A Small Closing Observation
There is one final irony worth dwelling on. Kari Saarinen wrote that issue tracking is dead, and OpenAI then made an issue tracker the centerpiece of its agent orchestration framework. Both were correct. The ritual of human translation, in which a human being spends half a day converting messy reality into a well-formed ticket, is indeed dying, and good riddance. But the structure those tickets encoded is being inherited, almost intact, by a new population of users who happen to be made of statistics rather than carbon.
Issue trackers have won. They have won in the most undignified possible way: not by being beloved, not by being beautiful, not by being designed for the future, but by having quietly encoded, over a period of decades, the basic grammar of asynchronous coordination. It turns out that the problem of coordinating human beings across time and the problem of coordinating artificial agents across time share more structure than anyone expected. The cognitive prostheses we built for ourselves are now, with minor modifications, the cognitive prostheses for our software. The boring infrastructure was infrastructure all along.
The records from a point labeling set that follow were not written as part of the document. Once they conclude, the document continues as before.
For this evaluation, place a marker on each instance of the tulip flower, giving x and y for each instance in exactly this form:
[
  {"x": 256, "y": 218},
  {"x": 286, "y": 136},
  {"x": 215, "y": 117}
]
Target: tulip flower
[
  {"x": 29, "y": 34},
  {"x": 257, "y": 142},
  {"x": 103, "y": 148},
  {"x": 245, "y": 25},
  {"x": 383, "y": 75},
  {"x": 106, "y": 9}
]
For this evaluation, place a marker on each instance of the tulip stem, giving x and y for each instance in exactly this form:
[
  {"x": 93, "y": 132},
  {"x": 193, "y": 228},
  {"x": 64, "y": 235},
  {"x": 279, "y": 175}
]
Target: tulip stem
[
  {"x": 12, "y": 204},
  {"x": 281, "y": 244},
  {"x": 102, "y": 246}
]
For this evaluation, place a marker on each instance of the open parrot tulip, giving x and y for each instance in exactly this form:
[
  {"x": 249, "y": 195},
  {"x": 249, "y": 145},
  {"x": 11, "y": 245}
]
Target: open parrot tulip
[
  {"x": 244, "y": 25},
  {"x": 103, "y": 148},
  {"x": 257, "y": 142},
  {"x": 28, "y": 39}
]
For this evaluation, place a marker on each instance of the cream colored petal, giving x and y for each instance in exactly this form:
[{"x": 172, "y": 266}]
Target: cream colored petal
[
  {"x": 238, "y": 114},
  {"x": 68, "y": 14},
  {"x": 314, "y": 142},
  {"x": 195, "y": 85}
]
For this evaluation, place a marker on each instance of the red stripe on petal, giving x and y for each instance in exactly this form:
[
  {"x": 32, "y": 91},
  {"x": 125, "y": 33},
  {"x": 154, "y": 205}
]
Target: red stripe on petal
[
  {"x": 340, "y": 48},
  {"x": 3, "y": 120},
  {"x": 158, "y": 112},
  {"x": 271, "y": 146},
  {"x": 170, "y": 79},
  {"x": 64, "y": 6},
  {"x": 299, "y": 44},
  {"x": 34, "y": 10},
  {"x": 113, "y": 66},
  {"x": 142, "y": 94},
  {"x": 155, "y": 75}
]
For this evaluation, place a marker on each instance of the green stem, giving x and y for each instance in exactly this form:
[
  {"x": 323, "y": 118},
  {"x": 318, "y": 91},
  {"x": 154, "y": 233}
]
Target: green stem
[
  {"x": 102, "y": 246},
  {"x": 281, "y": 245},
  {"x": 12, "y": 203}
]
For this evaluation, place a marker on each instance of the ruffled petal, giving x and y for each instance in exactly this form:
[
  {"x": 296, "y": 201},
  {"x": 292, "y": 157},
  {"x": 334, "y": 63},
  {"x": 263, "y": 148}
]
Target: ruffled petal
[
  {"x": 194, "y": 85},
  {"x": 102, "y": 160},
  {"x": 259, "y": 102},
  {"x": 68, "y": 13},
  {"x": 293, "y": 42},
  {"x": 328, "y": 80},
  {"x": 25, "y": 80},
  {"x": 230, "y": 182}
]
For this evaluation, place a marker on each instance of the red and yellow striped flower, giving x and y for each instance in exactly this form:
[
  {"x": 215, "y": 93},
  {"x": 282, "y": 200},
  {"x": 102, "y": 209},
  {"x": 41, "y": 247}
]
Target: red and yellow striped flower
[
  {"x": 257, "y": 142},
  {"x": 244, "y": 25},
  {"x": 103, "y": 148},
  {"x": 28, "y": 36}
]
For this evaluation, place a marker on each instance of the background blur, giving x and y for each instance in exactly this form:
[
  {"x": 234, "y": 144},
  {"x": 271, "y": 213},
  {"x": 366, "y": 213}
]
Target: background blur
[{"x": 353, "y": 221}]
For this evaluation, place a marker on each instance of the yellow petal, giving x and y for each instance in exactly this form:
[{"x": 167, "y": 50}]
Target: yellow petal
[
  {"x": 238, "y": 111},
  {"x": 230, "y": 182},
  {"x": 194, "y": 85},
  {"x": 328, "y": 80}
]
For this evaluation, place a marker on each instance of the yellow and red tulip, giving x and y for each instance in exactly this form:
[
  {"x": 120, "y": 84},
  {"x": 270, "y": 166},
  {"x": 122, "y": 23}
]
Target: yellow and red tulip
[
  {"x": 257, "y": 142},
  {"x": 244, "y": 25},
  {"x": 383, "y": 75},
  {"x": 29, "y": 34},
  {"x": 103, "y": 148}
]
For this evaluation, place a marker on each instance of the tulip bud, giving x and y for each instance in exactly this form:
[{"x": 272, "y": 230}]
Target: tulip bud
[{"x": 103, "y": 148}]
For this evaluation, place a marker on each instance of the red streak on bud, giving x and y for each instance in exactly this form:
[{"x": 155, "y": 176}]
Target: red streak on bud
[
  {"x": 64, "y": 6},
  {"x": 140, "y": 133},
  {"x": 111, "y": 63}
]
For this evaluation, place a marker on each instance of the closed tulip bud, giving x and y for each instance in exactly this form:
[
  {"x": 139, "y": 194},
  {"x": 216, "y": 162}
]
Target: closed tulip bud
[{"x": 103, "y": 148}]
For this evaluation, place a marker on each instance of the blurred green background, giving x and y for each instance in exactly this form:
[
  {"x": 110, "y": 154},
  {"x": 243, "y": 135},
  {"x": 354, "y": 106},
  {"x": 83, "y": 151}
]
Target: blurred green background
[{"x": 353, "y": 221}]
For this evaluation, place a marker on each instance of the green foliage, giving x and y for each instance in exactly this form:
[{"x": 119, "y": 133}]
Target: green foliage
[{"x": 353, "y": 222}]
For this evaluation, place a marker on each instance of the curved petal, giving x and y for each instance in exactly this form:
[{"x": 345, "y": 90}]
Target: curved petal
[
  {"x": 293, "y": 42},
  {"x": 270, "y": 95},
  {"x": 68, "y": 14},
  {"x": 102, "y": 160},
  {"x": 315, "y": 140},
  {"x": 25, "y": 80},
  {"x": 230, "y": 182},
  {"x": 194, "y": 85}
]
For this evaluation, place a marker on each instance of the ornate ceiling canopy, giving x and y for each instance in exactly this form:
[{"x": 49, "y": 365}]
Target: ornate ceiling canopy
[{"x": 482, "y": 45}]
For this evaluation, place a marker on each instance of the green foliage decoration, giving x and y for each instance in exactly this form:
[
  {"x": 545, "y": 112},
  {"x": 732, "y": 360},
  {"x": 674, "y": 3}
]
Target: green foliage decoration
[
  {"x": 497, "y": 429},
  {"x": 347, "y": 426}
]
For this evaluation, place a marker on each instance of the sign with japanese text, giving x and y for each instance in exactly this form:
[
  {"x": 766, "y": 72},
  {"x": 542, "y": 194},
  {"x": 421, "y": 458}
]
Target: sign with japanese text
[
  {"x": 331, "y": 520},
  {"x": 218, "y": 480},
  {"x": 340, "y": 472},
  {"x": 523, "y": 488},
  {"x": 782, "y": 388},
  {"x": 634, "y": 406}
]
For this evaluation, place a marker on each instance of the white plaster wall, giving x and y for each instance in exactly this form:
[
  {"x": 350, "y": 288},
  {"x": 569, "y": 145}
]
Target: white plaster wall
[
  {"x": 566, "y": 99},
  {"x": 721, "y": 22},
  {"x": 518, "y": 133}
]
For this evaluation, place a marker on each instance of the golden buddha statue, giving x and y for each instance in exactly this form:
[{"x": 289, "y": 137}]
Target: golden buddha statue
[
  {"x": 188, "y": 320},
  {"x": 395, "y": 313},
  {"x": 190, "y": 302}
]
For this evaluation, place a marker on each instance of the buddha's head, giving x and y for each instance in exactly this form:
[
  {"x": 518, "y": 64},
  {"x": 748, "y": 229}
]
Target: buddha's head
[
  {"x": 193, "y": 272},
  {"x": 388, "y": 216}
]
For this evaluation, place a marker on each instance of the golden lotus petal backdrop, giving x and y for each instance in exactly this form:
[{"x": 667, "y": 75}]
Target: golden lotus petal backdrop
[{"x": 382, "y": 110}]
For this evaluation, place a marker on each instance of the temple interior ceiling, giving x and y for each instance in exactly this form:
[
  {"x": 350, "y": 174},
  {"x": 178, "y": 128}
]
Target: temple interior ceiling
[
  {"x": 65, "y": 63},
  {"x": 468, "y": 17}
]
We just had to wait for the right tenants to move in.
The next time you encounter a piece of enterprise software that seems too dull to merit attention, do not ask whether it has an AI assistant in the corner. Ask whether it has records, states, owners, verbs, permissions, and history, and ask whether anyone is willing to expose them. If yes, the tool is more important than it looks. If no, someone is about to build a more important tool around it. Either way, the boredom is a clue, not a verdict.